La forêt amazonienne « proche d’un point de rupture irréversible »

La forêt amazonienne « proche d’un point de rupture irréversible »
Les prévisions suggèrent que la forêt tropicale pourrait cesser de produire suffisamment de pluie pour subvenir à ses besoins d'ici 2021.

La déforestation croissante conjuguée aux politiques destructrices du président d’extrême droite brésilienne, Jair Bolsonaro, pourrait pousser dangereusement la forêt amazonienne à un point de rupture irréversible d’ici deux ans.

Après quoi, la forêt pluviale cesserait de produire suffisamment de pluie pour se maintenir et commencerait à se dégrader lentement en une savane plus sèche, libérant des milliards de tonnes de carbone dans l’atmosphère, ce qui exacerberait le réchauffement climatique mondial et perturberait les conditions météorologiques en Amérique du Sud.

« Comme tout stock, soudain vous n’en avez plus »

Cette mise en garde a été publiée dans une note politique publiée cette semaine par Monica de Bolle, chargée de recherche à l’Institut d’économie internationale Peterson à Washington.

Le rapport a suscité la controverse parmi les climatologues. Certains pensent que le point de basculement sera atteint dans 15 ou 20 ans, alors que d’autres disent que cet avertissement reflète avec précision le danger que Bolsonaro et le réchauffement de la planète posent à la survie de l’Amazonie.

« C’est un stock, alors comme tout stock, vous le stockez, puis soudain, vous n’en avez plus », a déclaré Monica de Bolle.

Bolsonaro s’est engagé à développer l’Amazonie et son gouvernement prévoit d’autoriser l’exploitation minière dans des réserves indigènes protégées. Les agriculteurs d’Amazonie soutiennent ses attaques contre les agences de protection de l’environnement.

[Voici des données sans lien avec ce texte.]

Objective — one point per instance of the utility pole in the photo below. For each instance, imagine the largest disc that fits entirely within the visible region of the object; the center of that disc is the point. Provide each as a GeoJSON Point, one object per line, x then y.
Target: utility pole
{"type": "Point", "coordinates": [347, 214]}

La note indiquait que l’institut brésilien de recherche spatiale, INPE, avait signalé que la déforestation en août dernier était de 222% supérieure à celle d’août 2018. Le maintien d’un tel taux amènerait l’Amazonie « dangereusement près du point de basculement dès 2021… au-delà duquel la forêt pluviale ne peut plus générer assez de pluie pour se maintenir », a écrit Monica de Bolle.

« Si elle a raison, c’est la fin du monde »

Carlos Nobre, l’un des scientifiques climatologues brésiliens de premier plan et chercheur principal à l’Institut d’études avancées de l’Université de São Paulo, a mis en doute le calcul selon lequel la déforestation devrait quadrupler, passant de près de 18 000 km2 à près de 70 000 km2 d’ici 2021.

« Cela me semble très improbable. L’augmentation prévue de la déforestation est davantage un calcul économique qu’écologique », at-il déclaré. Cependant, il a ajouté : « Nous assistons à une augmentation de la déforestation, je ne remets pas cela en question. »

L’année dernière, il a notamment a expliqué dans un article écrit avec le célèbre biologiste américain en matière de conservation, Thomas Lovejoy, que le point de basculement de l’Amazonie pourrait se produire dans l’est, le sud et le centre de l’Amazonie lorsque 20 à 25% de la forêt tropicale aurait été abattue – ce qui ne devrait pas se faire avant 20 à 25 ans. Il a depuis avancé sa prévision d’environ cinq ans.

« L’Amazonie est déjà déboisée à 17%, alors si vous conservez le taux actuel de déforestation, ce taux de 20% à 25% sera atteint d’ici 15 à 20 ans », a-t-il déclaré. « J’espère qu’elle a tort. Si elle a raison, c’est la fin du monde. »

Parmi les engagements pris dans le cadre de l’accord de Paris sur le climat, signé par l’ancienne présidente de gauche, Dilma Rousseff, le Brésil a accepté de reboiser 12 millions d’hectares et de mettre fin à la déforestation illégale d’ici 2030.

Cependant, il semble de moins en moins probable que le Brésil atteigne ses objectifs. La déforestation a commencé à augmenter sous Dilma Rousseff en 2013 après neuf années de déclin et s’est accélérée sous Jair Bolsonaro.